Whatever their medical stripe may be, Fayetteville is at the heart of teaching tomorrow’s nurses, doctors and pharmacists.
Dr. Deborah Teasley laughs sympathetically when visitors just shake their heads, overwhelmed. On top of everything else, the center has earned a reputation as a leader in pediatric cardiology, diabetic care and child abuse investigations. It has the largest outpatient clinic in the region for people with HIV and AIDS.

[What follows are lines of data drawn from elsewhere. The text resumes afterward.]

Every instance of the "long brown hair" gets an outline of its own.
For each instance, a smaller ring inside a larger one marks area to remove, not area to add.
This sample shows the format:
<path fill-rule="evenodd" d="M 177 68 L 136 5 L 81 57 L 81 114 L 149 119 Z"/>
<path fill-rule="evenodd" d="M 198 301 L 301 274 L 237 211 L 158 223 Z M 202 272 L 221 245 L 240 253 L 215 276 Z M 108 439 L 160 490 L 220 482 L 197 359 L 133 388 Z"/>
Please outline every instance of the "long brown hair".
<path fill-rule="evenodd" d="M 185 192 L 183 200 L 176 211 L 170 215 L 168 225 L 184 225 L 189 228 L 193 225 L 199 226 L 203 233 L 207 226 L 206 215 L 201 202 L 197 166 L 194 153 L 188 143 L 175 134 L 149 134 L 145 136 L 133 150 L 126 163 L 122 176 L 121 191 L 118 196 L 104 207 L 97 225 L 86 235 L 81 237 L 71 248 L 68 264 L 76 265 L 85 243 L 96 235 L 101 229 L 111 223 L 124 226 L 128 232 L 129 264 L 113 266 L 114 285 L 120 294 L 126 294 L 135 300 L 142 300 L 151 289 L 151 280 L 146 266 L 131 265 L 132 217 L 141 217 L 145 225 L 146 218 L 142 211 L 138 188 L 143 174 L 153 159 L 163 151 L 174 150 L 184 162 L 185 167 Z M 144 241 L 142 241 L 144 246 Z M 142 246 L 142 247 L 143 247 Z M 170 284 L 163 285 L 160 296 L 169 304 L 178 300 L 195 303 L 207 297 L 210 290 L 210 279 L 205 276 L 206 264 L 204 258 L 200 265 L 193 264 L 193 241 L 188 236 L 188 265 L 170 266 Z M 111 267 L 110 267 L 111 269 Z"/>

Teasley knows that it’s not easy to explain what she and SR-AHEC do. For one, she wears several hats: doctor, faculty member at Duke University and CEO of Southern Regional AHEC. But the whole idea, Teasley says, is to get medical care to underserved areas. SR-AHEC has been a part of the community since 1974. While it’s a non-profit agency, it has also some unique partnerships, including Duke and a statewide system of other AHECs. It’s also a business in that it’s a doctor’s office, just like any other.
The campus sprawls on Owen Drive. Downstairs, the clinic buzzes with activity. It’s a little quieter upstairs, home to offices and a large classroom. Outside, on a warm afternoon, several residents spread out a picnic lunch in the shady backyard behind a SR-AHEC house, a split-level ranch.
It’s a rare moment of downtime. A resident’s hours are notorious. In fact, new rules were recently put in place limiting them to 80-hour work weeks. Most of us work half that. In three years at SR-AHEC, residents will see at least 1,700 patients in addition to their rotations.
Dr. Nicole Shields wrapped up a rotation earlier this fall at Southeastern Regional Medical Center in Lumberton, working in the hospital’s pediatric wing. On a recent day, several families of ill children did not speak any English. Shields learned a smattering of Spanish while growing up in Florida but not enough to explain technical medical problems to these new Hispanic immigrants.
It’s just one of the challenges, one of many she’ll face over the next three years. She will learn to balance life as a doctor with family life.
For Shields, that might be a double whammy. She’s a resident and an Army wife. She married during medical school. When it came time for residency, Fayetteville seemed like the perfect choice, until her military husband left Fort Bragg for Fort Benning. They’re looking forward to December, when he returns to Fayetteville.
She just hopes she has time to see him. Still, she says it’s worth the long hours to become a practicing family physician.
“I love it,” Shields said. “This is a specialty that allows you to care for the whole patient.”
For Shields, one of the draws to this residency program was Dr. Sandra Carr Johnson.
Johnson supervises all 22 residents. She’s also the clinic chief who still sees her own stable of patients. It’s busy, but she and the rest of the staff at SR-AHEC gain fulfillment in knowing that if these young doctors learn good habits here, they will practice the best care for the rest of their careers.
“To influence the positive growth of health care is a higher calling,” Johnson says. “I can influence the standards of care.”